You could also project by setting LaTeX Code: \\phi constant. In 3D, you don't end up with coordinates that map the entire plane
No, you don't.
Typically the sphere has any symmetries you can imagine, therefore the two angles \theta and \phi are (before you decide for where to put the domains [0, 2Pi] and [0,Pi]) to be seen as having the same rights. Only after you do this (here and above I used a standard convention) can you use this projection argument.
Of course, a natural question arises as, if all additional angles in higher dimension 'have the same rights' and are the \theta or \phi like. To answer it, we have to take a look at how we obtain the n dimensional sphere from the n-1 dimensional:
Let me just mention that I'll be doing this for the unit sphere and not the ball since the radius is (almost) irrelevant but the procedure is literally the same for the ball.
The sphere S^0 is just the set {+1, -1}. In order to obtain the S^1 sphere out of it, we rotate the end points of the line [-1,1] in the dimension above. Notice that this line is not the radius but the diameter of S^0. In order to keep the map one-to-one we only need to rotate from 0 to Pi. Now we have obtained the unit circle. Proceeding further, take the unit circle and rotate it along its diameter in the dimension above, to obtain the sphere S^2. The rotation is again only 0 to Pi. Now, by induction, we obtain the sphere S^n. So any new angle that enters the game in higher dimension take values from 0 to Pi
But where does the 0 to 2Pi domain of \phi then come from?
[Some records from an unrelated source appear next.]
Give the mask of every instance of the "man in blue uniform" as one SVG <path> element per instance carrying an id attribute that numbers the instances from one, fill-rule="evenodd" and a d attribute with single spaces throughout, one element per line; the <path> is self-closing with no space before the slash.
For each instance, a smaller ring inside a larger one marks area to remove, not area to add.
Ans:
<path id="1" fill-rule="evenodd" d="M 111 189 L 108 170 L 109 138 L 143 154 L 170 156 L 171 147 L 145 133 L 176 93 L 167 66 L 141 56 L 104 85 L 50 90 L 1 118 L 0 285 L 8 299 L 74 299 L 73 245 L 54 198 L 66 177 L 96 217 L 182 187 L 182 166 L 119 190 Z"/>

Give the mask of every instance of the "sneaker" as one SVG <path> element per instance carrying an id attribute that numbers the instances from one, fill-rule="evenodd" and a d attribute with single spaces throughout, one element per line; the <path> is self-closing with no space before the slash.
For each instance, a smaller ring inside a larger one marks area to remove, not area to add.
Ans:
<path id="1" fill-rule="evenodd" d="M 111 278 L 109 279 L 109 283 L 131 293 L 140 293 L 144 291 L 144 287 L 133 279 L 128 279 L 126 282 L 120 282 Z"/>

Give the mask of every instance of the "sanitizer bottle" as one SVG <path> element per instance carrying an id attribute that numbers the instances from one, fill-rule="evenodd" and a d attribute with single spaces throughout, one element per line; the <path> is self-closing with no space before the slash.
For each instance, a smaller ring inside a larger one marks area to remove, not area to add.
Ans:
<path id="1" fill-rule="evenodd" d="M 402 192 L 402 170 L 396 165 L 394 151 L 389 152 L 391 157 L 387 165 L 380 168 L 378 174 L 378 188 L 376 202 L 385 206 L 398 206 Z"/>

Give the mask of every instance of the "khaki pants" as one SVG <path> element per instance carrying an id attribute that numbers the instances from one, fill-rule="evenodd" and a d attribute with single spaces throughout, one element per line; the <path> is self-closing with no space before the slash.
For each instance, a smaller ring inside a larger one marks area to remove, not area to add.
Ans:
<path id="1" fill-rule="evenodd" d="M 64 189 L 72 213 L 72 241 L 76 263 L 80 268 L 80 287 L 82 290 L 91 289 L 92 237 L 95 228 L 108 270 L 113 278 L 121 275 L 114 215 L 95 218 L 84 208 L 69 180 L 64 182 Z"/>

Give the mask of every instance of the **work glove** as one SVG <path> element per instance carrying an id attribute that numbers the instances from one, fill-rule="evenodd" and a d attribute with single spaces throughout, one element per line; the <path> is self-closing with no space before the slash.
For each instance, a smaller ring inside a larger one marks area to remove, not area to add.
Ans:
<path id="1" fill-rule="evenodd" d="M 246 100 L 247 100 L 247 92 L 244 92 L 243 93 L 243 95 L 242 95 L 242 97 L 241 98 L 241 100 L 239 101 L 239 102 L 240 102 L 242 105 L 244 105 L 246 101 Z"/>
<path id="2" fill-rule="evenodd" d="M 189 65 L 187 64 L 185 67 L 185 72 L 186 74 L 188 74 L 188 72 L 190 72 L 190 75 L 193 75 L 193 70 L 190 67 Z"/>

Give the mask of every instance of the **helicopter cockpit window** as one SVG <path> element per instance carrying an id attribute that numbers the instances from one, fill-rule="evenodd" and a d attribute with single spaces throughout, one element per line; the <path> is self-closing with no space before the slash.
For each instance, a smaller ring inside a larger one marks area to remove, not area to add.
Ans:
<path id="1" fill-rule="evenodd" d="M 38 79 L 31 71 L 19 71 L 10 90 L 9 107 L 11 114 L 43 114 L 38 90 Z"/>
Well, this is just a reparametrisation of the two dimensional disc B^2. First, we don't like the diameter, so we switch to a new variable - the radius. But by doing so, having \phi only from 0 to Pi, we have to allow r to take negative values... ugly! (or just unconventional). The easiest way of surrounding this obstacle is to take away the negative r's and let \phi make a full rotation 0 to 2Pi. Hence, the oddness of the \phi variable.